Standard (EN?, prEN?,ISO?) that deals with Certificate of Analysis?

M

Monica Lewis

Marc,

Have you or anybody else heard about a Standard (EN?, prEN?,ISO?) that deals with
certificate of analysis for raw material or final product (content, who should sign it etc.)
 

Marc

Fully vaccinated are you?
Leader
I haven't heard of a documented standard, however the 'normal' minimums are:

Test performed
Units of measure
Upper and lower limits
The actual reading obtained
Signature of responsible company official
 
T

Texasrussian

Ugh, my boss is going to freak, the customer is wanting a new COA to list individual part measurements, five per part on the COA, which would have 100 parts or about a ten page COA. I read the customer's specification and their requirement "implies" lot averages which will keep the COA to one page and no mention of indiviual values on their COA section. Textile rolled good is the part.

We already input the inspection into a spreadsheet, but I fear formatting the COA the customer wants will be another two hours of work. I've mention to the customer quality engineer, but he still pushing back that he wants the long version of the COA. How to handle?
 

Jim Wynne

Leader
Admin
Ugh, my boss is going to freak, the customer is wanting a new COA to list individual part measurements, five per part on the COA, which would have 100 parts or about a ten page COA. I read the customer's specification and their requirement "implies" lot averages which will keep the COA to one page and no mention of indiviual values on their COA section. Textile rolled good is the part.
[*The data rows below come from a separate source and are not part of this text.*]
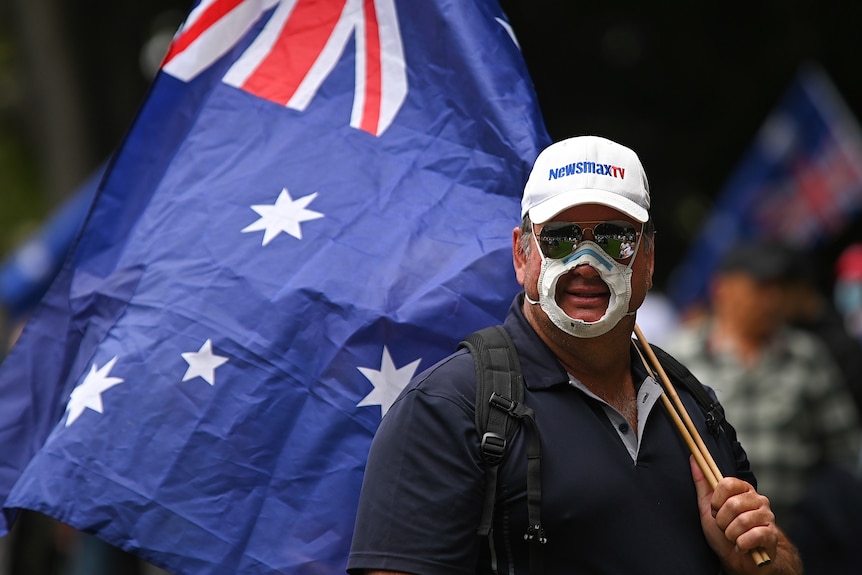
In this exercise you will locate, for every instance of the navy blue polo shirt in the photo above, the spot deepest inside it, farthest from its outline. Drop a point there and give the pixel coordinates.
(602, 511)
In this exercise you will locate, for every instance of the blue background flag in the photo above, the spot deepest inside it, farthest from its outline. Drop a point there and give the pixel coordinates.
(314, 203)
(800, 182)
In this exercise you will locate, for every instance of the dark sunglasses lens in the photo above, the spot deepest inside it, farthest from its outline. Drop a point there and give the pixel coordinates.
(617, 239)
(559, 240)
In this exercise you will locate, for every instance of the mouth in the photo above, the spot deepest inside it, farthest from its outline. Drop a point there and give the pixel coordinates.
(586, 295)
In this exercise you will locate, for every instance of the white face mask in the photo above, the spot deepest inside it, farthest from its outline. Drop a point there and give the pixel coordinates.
(617, 276)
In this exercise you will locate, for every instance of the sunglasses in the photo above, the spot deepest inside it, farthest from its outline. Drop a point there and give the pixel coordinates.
(617, 239)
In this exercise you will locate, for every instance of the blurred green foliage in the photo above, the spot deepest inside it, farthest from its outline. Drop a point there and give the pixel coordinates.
(23, 206)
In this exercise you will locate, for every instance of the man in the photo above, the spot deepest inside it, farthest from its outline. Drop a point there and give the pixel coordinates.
(619, 493)
(789, 402)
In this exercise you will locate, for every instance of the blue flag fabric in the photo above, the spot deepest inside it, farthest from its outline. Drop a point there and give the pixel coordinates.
(800, 183)
(28, 272)
(314, 203)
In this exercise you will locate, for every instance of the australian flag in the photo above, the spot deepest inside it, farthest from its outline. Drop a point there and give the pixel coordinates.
(315, 201)
(799, 183)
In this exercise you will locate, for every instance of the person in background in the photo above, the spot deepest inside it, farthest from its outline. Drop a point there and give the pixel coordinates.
(779, 385)
(848, 289)
(807, 306)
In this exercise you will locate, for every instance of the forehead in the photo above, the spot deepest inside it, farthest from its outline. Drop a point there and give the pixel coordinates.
(591, 212)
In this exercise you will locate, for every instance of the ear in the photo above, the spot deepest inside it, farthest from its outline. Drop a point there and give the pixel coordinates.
(519, 258)
(650, 267)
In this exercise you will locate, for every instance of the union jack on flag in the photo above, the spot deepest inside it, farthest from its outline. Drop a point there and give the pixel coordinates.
(314, 203)
(800, 183)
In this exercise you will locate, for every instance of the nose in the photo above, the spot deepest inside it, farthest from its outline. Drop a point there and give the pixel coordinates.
(586, 271)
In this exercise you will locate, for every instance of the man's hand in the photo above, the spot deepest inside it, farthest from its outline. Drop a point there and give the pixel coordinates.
(736, 519)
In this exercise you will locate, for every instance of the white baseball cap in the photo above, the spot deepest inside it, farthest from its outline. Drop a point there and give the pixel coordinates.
(586, 170)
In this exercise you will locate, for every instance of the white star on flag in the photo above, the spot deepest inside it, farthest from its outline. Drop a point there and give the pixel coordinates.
(202, 363)
(89, 393)
(284, 215)
(388, 382)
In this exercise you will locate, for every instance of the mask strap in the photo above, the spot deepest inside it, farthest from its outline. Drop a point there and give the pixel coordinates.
(541, 255)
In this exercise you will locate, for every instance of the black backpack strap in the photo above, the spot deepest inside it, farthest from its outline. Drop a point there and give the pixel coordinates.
(680, 374)
(499, 410)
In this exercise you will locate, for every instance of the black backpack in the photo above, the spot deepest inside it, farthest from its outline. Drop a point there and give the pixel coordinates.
(500, 409)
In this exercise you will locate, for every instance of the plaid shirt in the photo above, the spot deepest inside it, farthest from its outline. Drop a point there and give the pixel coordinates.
(791, 409)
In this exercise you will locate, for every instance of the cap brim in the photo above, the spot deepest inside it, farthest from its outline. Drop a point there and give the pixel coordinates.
(546, 210)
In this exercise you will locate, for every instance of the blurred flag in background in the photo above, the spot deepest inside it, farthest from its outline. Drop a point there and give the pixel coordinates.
(800, 182)
(314, 203)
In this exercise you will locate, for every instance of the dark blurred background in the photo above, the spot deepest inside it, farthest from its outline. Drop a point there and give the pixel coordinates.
(685, 85)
We already input the inspection into a spreadsheet, but I fear formatting the COA the customer wants will be another two hours of work. I've mention to the customer quality engineer, but he still pushing back that he wants the long version of the COA. How to handle?

Tell your customer you'll be happy to revise your pricing just as soon as you receive documented requirements.
 
E

eckythump

Hello Monica,
I think you will find EN10204 Para 3.1.B sets out the requirements
 

Wes Bucey

Prophet of Profit
Tell your customer you'll be happy to revise your pricing just as soon as you receive documented requirements.
Yes! Add-on requirements after the contract is agreed can easily push a profitable contract into red ink unless the supplier has the intestinal fortitude [guts] to face the customer and say "Whoa! Let's revisit our pricing."

Note, though, that if it was already in the contract and the supplier just missed it by lack of diligence - there's a different worry.